WebRTC Softphone Connection Stability and Queue Metrics Discrepancy

PlatformOps · April 29, 2026, 8:48pm

My current config is completely failing… The WebRTC softphone client is experiencing intermittent connection drops during peak hours in the EU-West region, specifically when agents are handling high-volume inbound calls. The softphone logs indicate a sudden loss of media stream connectivity without any prior warning signs, such as increased latency or jitter. This issue is particularly problematic as it leads to dropped calls and inaccurate queue metrics in the Performance Dashboard. The agents report that the call drops occur randomly, and there is no consistent pattern related to specific queues or time intervals. The current configuration includes standard WebRTC settings with no custom modifications to the media handling parameters. The environment details are as follows: Genesys Cloud version 23.12, WebRTC softphone version 2.5.1, and the agents are using Chrome 119 on Windows 11. The issue has been observed across multiple agents and devices, ruling out individual hardware or software configurations as the root cause. The Performance Dashboard shows a significant discrepancy between the expected call volume and the actual handled calls, suggesting that the dropped calls are not being properly logged or attributed to the respective queues. The business impact is substantial, as the inaccurate metrics are affecting the overall performance evaluation and resource allocation strategies. The technical team has already reviewed the network connectivity and firewall settings, confirming that there are no restrictions or blockages affecting the WebRTC traffic. The issue persists despite these checks, indicating a potential problem within the Genesys Cloud platform or the WebRTC softphone client itself. A detailed analysis of the softphone logs and the Performance Dashboard metrics is required to identify the root cause and implement a fix. Is there a known issue or a specific configuration parameter that needs to be adjusted to improve the stability of the WebRTC softphone and ensure accurate queue metrics?

QmAnalyst · April 29, 2026, 10:05pm

The way I solve this is by forcing the WebRTC client to use UDP-only transport and disabling the fallback to TCP in the admin settings, as TCP retransmission often causes the media stream to desynchronize from the signaling layer during high jitter. Check the STUN/TURN server configuration for your EU-West region to ensure the candidate gathering isn’t timing out before the ice connection establishes.

CacheCommander · May 1, 2026, 10:05pm

The way I solve this is by validating the WebSocket handshake parameters against the actual load test results from JMeter. The suggestion about UDP-only transport is technically sound for media jitter, but it doesn’t address the signaling layer stability which often fails under high concurrent connection counts in EU-West. The platform has strict rate limits on WebSocket reconnections, and if the softphone client is aggressively retrying on minor network blips, it can trigger a temporary ban or connection drop from the edge.

You need to adjust the reconnection backoff strategy in your WebRTC configuration. A fixed retry interval often causes a thundering herd problem during peak hours. Instead, implement an exponential backoff with jitter.

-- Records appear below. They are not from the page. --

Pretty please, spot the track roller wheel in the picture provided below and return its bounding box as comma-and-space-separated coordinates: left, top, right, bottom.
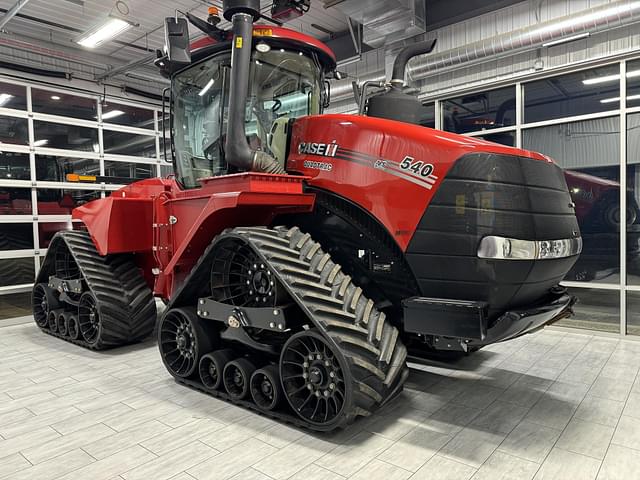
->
222, 358, 256, 400
31, 283, 60, 328
280, 330, 353, 428
249, 365, 282, 410
66, 312, 80, 340
47, 310, 62, 333
78, 292, 102, 346
58, 310, 69, 337
198, 349, 236, 390
158, 308, 217, 378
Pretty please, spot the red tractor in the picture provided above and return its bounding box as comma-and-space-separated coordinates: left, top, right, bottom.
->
33, 0, 581, 430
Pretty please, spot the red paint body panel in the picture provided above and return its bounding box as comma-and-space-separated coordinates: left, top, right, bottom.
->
73, 173, 315, 298
287, 115, 551, 251
564, 170, 620, 221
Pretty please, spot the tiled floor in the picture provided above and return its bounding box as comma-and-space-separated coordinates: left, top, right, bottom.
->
0, 325, 640, 480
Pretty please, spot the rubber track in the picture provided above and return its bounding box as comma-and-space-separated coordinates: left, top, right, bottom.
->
36, 231, 156, 350
169, 227, 409, 430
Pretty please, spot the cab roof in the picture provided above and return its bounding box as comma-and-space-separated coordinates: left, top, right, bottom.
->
191, 24, 336, 71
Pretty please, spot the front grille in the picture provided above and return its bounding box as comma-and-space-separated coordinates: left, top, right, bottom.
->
407, 153, 580, 318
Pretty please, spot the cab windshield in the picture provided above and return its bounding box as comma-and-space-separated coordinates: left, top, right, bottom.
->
172, 48, 322, 188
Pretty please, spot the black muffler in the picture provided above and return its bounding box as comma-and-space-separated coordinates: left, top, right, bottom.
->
223, 0, 285, 173
367, 40, 436, 125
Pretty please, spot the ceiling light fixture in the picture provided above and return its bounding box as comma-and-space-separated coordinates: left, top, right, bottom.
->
0, 93, 13, 107
102, 110, 124, 120
582, 70, 640, 85
600, 95, 640, 103
76, 16, 138, 48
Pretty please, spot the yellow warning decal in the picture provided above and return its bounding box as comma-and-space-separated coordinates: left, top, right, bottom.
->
253, 28, 273, 37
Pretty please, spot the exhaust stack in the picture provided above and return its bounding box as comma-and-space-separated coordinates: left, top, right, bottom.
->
363, 40, 436, 125
223, 0, 285, 173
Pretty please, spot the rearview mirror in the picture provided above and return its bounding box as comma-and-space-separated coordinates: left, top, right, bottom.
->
164, 17, 191, 64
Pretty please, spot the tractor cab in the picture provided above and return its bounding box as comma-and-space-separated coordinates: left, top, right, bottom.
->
163, 20, 335, 188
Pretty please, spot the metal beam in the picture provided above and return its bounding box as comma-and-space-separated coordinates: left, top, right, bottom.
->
95, 53, 156, 82
0, 0, 29, 30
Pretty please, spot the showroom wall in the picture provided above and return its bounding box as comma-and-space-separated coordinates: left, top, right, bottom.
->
330, 0, 640, 335
0, 76, 171, 320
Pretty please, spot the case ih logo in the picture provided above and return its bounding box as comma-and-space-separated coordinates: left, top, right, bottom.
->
298, 142, 339, 157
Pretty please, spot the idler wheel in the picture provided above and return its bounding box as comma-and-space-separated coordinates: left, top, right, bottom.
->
222, 358, 256, 400
198, 350, 236, 390
250, 365, 282, 410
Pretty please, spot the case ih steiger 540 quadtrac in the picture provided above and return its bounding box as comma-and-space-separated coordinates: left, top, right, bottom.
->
34, 0, 581, 430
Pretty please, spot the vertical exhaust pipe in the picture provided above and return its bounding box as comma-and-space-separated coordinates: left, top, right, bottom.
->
223, 0, 285, 173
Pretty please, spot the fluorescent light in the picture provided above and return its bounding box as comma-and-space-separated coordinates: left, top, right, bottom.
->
76, 17, 133, 48
582, 73, 620, 85
600, 95, 640, 103
198, 78, 213, 97
582, 70, 640, 85
102, 110, 124, 120
542, 32, 591, 47
0, 93, 13, 107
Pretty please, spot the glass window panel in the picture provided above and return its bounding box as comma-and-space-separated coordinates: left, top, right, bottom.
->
474, 132, 516, 147
522, 117, 620, 283
102, 102, 155, 130
0, 82, 27, 110
37, 188, 100, 215
31, 88, 98, 122
0, 187, 33, 215
0, 257, 36, 287
420, 103, 436, 128
160, 163, 173, 178
627, 60, 640, 107
627, 291, 640, 335
33, 120, 100, 153
524, 64, 620, 123
0, 223, 33, 250
0, 292, 31, 320
36, 155, 100, 182
104, 160, 156, 183
0, 151, 31, 180
554, 288, 620, 333
38, 221, 73, 248
0, 115, 29, 145
442, 87, 516, 133
618, 112, 640, 285
102, 130, 156, 158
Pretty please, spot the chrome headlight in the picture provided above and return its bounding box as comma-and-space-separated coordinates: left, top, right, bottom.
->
478, 236, 582, 260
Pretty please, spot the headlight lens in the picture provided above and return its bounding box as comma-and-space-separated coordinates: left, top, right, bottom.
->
478, 236, 582, 260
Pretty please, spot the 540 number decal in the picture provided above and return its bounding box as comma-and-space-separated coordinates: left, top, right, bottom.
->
400, 157, 433, 177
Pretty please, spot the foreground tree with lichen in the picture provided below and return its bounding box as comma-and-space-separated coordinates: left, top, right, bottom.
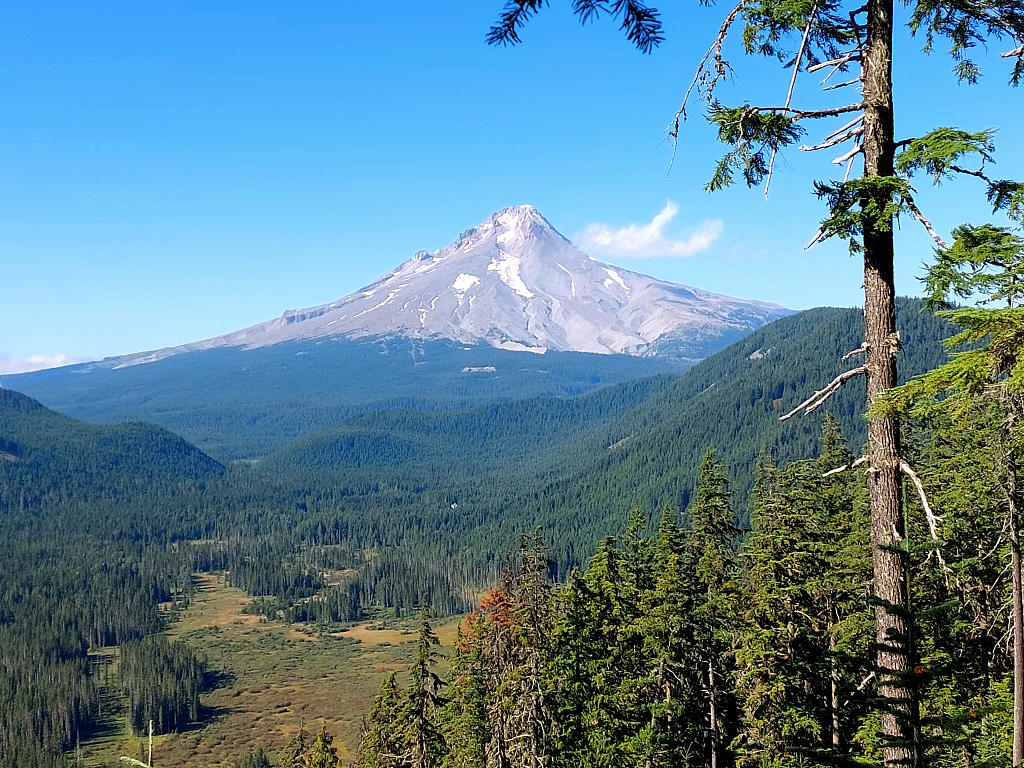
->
487, 0, 1024, 766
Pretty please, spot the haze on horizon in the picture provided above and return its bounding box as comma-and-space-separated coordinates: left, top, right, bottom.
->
0, 0, 1024, 373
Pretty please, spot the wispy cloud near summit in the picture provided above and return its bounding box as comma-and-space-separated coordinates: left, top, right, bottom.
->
573, 200, 722, 259
0, 352, 82, 375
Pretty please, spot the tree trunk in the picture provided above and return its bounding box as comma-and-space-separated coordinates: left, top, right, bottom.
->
828, 637, 843, 755
861, 0, 916, 768
708, 660, 718, 768
1007, 446, 1024, 768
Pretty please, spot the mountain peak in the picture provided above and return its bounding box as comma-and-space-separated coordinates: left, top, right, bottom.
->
101, 205, 788, 365
452, 205, 568, 253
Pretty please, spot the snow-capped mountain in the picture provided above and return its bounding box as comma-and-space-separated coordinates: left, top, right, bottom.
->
121, 205, 790, 366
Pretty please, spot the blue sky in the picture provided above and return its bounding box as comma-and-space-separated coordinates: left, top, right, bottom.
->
0, 0, 1024, 373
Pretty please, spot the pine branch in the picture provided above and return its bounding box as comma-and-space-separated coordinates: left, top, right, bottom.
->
765, 3, 818, 198
842, 342, 867, 362
800, 123, 864, 152
779, 366, 867, 421
905, 195, 950, 251
669, 0, 749, 132
821, 456, 868, 477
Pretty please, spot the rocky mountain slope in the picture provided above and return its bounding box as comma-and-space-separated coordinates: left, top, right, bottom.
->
110, 206, 790, 366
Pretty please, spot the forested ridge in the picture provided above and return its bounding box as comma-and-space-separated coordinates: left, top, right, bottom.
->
0, 302, 983, 766
355, 418, 1012, 768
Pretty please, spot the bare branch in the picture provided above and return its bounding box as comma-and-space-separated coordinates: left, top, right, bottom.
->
824, 115, 864, 141
779, 366, 867, 421
833, 141, 863, 165
899, 459, 959, 588
899, 460, 942, 542
765, 3, 818, 198
807, 50, 860, 74
804, 228, 828, 251
669, 0, 748, 134
800, 126, 864, 152
949, 162, 992, 183
843, 140, 862, 184
843, 341, 867, 362
749, 101, 864, 120
906, 195, 949, 251
821, 76, 863, 91
821, 456, 867, 477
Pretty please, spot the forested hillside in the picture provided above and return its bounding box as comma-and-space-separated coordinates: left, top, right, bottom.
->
3, 337, 685, 461
0, 302, 947, 768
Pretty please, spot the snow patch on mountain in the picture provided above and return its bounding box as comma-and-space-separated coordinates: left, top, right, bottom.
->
103, 206, 790, 366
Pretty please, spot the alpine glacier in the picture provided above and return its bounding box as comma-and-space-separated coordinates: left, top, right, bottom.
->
119, 205, 790, 366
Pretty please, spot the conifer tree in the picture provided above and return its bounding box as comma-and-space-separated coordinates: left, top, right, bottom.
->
358, 674, 412, 768
876, 201, 1024, 766
487, 0, 1024, 768
305, 721, 341, 768
400, 608, 444, 768
278, 723, 309, 768
442, 626, 490, 768
689, 451, 739, 768
736, 428, 869, 766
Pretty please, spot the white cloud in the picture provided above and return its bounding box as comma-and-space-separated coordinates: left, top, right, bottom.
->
574, 200, 722, 259
0, 352, 83, 375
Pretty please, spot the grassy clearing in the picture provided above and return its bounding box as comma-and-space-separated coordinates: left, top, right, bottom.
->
82, 574, 457, 768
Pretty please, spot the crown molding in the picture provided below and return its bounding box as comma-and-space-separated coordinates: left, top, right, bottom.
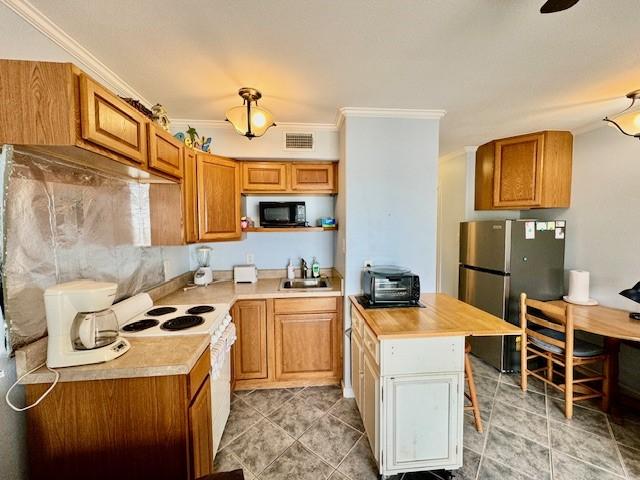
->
336, 107, 447, 128
0, 0, 153, 107
171, 118, 338, 132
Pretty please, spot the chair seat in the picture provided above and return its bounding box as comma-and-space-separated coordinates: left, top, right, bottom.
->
529, 328, 604, 357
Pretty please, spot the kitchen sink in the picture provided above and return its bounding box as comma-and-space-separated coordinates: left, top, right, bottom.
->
280, 278, 331, 290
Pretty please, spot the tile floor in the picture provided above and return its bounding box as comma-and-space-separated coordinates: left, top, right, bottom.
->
215, 358, 640, 480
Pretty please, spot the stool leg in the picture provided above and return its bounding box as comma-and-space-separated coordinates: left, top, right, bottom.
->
464, 353, 482, 433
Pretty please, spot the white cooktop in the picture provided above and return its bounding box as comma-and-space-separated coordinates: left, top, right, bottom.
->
120, 303, 231, 337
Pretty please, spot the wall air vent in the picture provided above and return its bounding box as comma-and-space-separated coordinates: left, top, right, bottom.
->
284, 132, 313, 152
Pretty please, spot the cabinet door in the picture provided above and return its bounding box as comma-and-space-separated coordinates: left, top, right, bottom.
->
242, 162, 287, 193
383, 373, 462, 473
291, 163, 336, 193
360, 354, 380, 461
149, 123, 184, 178
80, 74, 149, 166
182, 148, 198, 243
197, 154, 242, 241
275, 313, 340, 380
351, 332, 363, 412
233, 300, 268, 380
493, 133, 544, 207
189, 376, 213, 478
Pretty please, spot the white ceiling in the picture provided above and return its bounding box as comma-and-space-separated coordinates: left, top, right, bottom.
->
22, 0, 640, 153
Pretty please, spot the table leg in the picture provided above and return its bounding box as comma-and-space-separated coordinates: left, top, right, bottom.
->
602, 337, 620, 412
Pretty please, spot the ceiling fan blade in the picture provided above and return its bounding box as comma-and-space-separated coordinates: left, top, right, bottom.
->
540, 0, 579, 13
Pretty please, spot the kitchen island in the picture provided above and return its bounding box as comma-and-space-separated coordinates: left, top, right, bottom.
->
350, 293, 521, 477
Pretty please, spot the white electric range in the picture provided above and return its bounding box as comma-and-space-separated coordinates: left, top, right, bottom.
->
114, 294, 236, 456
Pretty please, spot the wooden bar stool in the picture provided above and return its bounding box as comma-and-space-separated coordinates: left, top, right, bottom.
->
464, 341, 482, 433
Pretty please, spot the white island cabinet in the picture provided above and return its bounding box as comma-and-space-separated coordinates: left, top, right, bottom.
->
351, 308, 464, 476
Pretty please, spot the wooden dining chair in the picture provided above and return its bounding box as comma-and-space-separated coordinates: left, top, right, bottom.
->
464, 341, 482, 433
520, 293, 611, 418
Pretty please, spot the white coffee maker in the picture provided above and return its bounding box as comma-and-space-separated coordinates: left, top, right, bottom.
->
44, 280, 130, 368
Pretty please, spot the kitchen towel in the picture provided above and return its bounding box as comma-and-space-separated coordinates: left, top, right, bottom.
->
111, 293, 153, 326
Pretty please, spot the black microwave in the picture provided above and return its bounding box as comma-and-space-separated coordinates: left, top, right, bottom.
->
260, 202, 307, 227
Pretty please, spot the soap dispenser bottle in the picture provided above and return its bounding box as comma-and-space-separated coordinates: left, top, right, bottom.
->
311, 257, 320, 278
287, 259, 296, 280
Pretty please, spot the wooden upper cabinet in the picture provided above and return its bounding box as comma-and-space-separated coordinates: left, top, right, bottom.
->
242, 161, 338, 195
80, 74, 148, 166
291, 162, 336, 193
148, 123, 185, 178
182, 147, 198, 243
232, 300, 268, 380
475, 131, 573, 210
196, 154, 242, 241
275, 312, 341, 380
242, 162, 288, 193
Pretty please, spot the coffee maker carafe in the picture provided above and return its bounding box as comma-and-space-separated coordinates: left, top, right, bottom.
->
44, 280, 130, 368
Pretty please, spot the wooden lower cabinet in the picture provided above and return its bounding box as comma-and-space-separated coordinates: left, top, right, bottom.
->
232, 300, 268, 380
275, 312, 341, 380
26, 349, 213, 480
232, 297, 342, 390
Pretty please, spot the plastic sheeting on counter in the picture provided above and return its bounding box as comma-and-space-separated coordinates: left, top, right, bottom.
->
0, 146, 170, 348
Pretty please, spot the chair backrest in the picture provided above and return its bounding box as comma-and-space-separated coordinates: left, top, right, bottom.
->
520, 293, 573, 356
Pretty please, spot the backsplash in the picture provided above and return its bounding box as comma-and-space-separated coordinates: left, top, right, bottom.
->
0, 146, 189, 348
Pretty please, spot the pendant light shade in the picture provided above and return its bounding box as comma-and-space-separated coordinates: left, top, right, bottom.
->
226, 88, 275, 140
604, 90, 640, 139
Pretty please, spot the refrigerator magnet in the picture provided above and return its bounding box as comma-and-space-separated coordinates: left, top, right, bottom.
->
524, 222, 536, 240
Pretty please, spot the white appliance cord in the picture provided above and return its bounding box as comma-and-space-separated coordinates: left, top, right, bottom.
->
4, 362, 60, 412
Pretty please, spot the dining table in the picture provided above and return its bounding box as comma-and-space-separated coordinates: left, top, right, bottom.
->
549, 300, 640, 405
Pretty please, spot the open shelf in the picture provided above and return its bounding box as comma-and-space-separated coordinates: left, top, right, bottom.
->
245, 227, 338, 233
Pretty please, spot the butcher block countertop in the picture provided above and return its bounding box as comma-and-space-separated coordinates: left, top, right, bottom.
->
349, 293, 521, 340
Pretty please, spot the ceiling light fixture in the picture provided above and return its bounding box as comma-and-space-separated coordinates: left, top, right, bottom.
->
603, 90, 640, 139
226, 87, 275, 140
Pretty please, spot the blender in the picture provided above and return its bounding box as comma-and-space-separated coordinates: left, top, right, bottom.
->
193, 247, 213, 286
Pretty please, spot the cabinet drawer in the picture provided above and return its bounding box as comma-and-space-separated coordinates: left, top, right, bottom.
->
363, 325, 380, 365
149, 124, 184, 178
380, 337, 464, 376
275, 297, 339, 314
80, 74, 148, 166
187, 348, 211, 400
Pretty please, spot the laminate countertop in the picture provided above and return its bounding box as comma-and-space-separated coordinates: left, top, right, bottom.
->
19, 335, 211, 384
155, 277, 342, 305
349, 293, 522, 340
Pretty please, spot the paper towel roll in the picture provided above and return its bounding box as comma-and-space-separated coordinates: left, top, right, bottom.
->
567, 270, 589, 302
111, 293, 153, 326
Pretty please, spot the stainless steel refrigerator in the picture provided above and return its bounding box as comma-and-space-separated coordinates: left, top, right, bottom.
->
458, 220, 566, 372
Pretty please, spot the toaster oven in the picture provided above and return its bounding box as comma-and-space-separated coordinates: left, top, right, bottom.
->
260, 202, 307, 227
363, 267, 420, 306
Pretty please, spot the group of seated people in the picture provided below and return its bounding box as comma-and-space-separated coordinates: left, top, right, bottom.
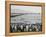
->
10, 23, 42, 32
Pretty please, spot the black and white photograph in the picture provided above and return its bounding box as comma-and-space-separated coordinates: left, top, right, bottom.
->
10, 5, 42, 32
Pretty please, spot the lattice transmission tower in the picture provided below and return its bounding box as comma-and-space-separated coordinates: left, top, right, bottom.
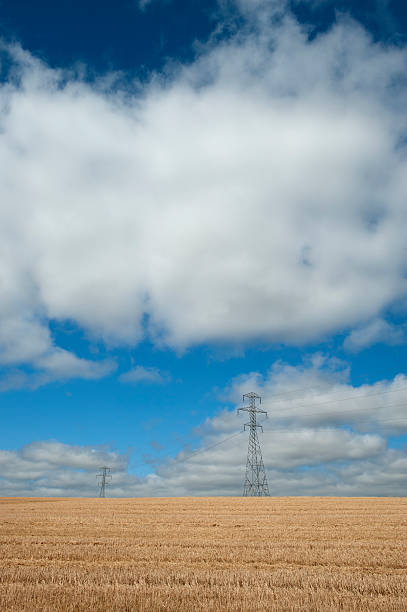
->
96, 465, 112, 497
238, 392, 270, 497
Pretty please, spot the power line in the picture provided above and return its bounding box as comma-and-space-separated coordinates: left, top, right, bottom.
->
96, 466, 112, 497
237, 392, 270, 497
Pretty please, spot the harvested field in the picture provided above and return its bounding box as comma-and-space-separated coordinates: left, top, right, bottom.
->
0, 497, 407, 612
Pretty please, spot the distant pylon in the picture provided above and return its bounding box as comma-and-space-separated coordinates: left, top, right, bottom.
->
238, 392, 270, 497
96, 466, 112, 497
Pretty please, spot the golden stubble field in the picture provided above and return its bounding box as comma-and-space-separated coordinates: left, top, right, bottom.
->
0, 497, 407, 612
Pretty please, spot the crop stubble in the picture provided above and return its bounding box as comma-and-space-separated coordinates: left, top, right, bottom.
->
0, 497, 407, 612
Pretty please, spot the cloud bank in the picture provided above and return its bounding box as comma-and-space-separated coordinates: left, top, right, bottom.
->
0, 7, 407, 388
0, 356, 407, 497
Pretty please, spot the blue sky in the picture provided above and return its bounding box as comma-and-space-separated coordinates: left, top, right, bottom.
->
0, 0, 407, 496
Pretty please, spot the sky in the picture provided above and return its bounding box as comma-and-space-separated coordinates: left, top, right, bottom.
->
0, 0, 407, 497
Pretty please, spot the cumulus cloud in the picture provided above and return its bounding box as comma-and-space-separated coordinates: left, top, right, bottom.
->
119, 366, 168, 384
0, 356, 407, 497
343, 319, 406, 352
0, 7, 407, 378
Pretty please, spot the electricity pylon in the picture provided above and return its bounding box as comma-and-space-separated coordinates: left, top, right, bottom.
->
238, 392, 270, 497
96, 466, 112, 497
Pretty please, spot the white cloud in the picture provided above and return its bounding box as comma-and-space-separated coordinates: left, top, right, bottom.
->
0, 356, 407, 497
0, 10, 407, 377
119, 366, 167, 384
343, 319, 406, 352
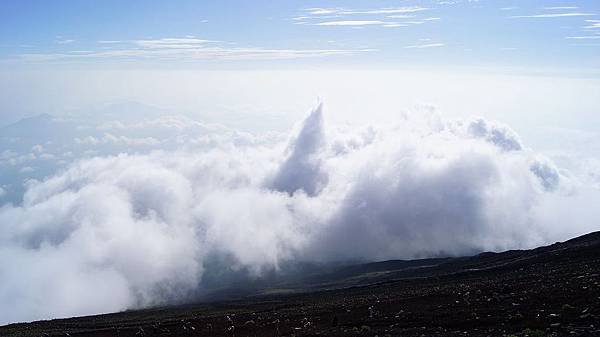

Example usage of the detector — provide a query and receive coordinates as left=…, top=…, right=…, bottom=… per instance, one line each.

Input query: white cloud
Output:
left=510, top=12, right=596, bottom=19
left=303, top=6, right=429, bottom=17
left=0, top=101, right=600, bottom=322
left=565, top=35, right=600, bottom=40
left=315, top=20, right=389, bottom=26
left=404, top=43, right=446, bottom=49
left=19, top=37, right=373, bottom=62
left=544, top=6, right=579, bottom=10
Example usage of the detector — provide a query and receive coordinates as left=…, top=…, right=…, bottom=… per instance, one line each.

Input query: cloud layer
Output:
left=0, top=105, right=600, bottom=322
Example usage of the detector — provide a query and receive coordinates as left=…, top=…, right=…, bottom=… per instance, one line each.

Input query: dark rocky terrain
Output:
left=0, top=232, right=600, bottom=337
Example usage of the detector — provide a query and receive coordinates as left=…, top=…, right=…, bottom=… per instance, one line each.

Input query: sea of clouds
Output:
left=0, top=104, right=600, bottom=323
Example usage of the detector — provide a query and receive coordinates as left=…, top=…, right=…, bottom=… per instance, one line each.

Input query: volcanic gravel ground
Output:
left=0, top=232, right=600, bottom=337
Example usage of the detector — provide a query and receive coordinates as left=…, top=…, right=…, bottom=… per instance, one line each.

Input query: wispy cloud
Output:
left=314, top=20, right=386, bottom=26
left=510, top=12, right=596, bottom=19
left=404, top=43, right=446, bottom=49
left=292, top=6, right=440, bottom=28
left=544, top=6, right=579, bottom=10
left=304, top=6, right=429, bottom=16
left=19, top=37, right=375, bottom=62
left=565, top=35, right=600, bottom=40
left=583, top=20, right=600, bottom=30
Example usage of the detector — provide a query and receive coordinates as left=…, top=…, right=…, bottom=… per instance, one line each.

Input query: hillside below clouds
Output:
left=0, top=104, right=600, bottom=323
left=0, top=232, right=600, bottom=337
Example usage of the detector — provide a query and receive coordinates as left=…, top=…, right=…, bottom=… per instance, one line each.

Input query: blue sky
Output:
left=0, top=0, right=600, bottom=68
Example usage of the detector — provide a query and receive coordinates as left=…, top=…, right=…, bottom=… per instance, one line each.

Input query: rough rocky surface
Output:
left=0, top=232, right=600, bottom=337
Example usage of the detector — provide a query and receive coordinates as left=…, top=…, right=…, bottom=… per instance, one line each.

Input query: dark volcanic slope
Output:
left=0, top=232, right=600, bottom=337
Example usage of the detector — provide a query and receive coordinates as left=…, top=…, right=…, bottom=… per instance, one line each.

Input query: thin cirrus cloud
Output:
left=304, top=6, right=429, bottom=15
left=314, top=20, right=396, bottom=26
left=292, top=6, right=440, bottom=28
left=510, top=12, right=596, bottom=19
left=19, top=37, right=374, bottom=62
left=404, top=43, right=446, bottom=49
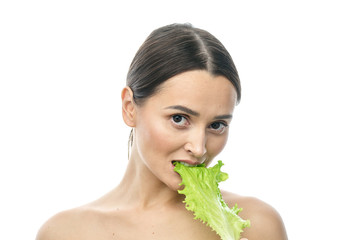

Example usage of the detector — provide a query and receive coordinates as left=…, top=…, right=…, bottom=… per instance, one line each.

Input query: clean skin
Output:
left=37, top=70, right=287, bottom=240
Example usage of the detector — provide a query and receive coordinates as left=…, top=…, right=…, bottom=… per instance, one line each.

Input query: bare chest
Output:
left=86, top=208, right=220, bottom=240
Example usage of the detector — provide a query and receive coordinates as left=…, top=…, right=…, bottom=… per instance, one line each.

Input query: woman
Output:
left=37, top=24, right=287, bottom=240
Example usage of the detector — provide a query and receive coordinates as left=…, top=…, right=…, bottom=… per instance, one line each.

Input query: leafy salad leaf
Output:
left=174, top=161, right=250, bottom=240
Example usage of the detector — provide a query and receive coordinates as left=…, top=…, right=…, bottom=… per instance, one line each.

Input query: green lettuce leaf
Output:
left=174, top=161, right=250, bottom=240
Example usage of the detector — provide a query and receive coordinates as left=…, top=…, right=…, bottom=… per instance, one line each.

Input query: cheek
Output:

Here is a sample config payload that helps stabilize the connection by spacing out the retry attempts:

{
 "webrtc_config": {
 "transport_policy": "udp_preferred",
 "reconnection": {
 "enabled": true,
 "strategy": "exponential_backoff",
 "initial_delay_ms": 1000,
 "max_delay_ms": 30000,
 "jitter_factor": 0.5,
 "max_attempts": 5
 },
 "ice_servers": [
 {
 "urls": ["stun:stun-eu-west-1.genesys.cloud:3478"]
 }
 ]
 }
}

Also, check your API throughput metrics in the Performance Dashboard. If you see a spike in 429 errors coinciding with the connection drops, the issue is definitely rate limiting on the signaling channel. Reducing the initial delay to 500ms might seem faster, but it increases the risk of hitting the edge rate limits during a mass reconnect event. Keep the max attempts low to fail fast and let the UI handle the user notification, rather than hanging on a dead connection. This approach usually reduces the queue metric discrepancies because the system accurately reflects the active session state.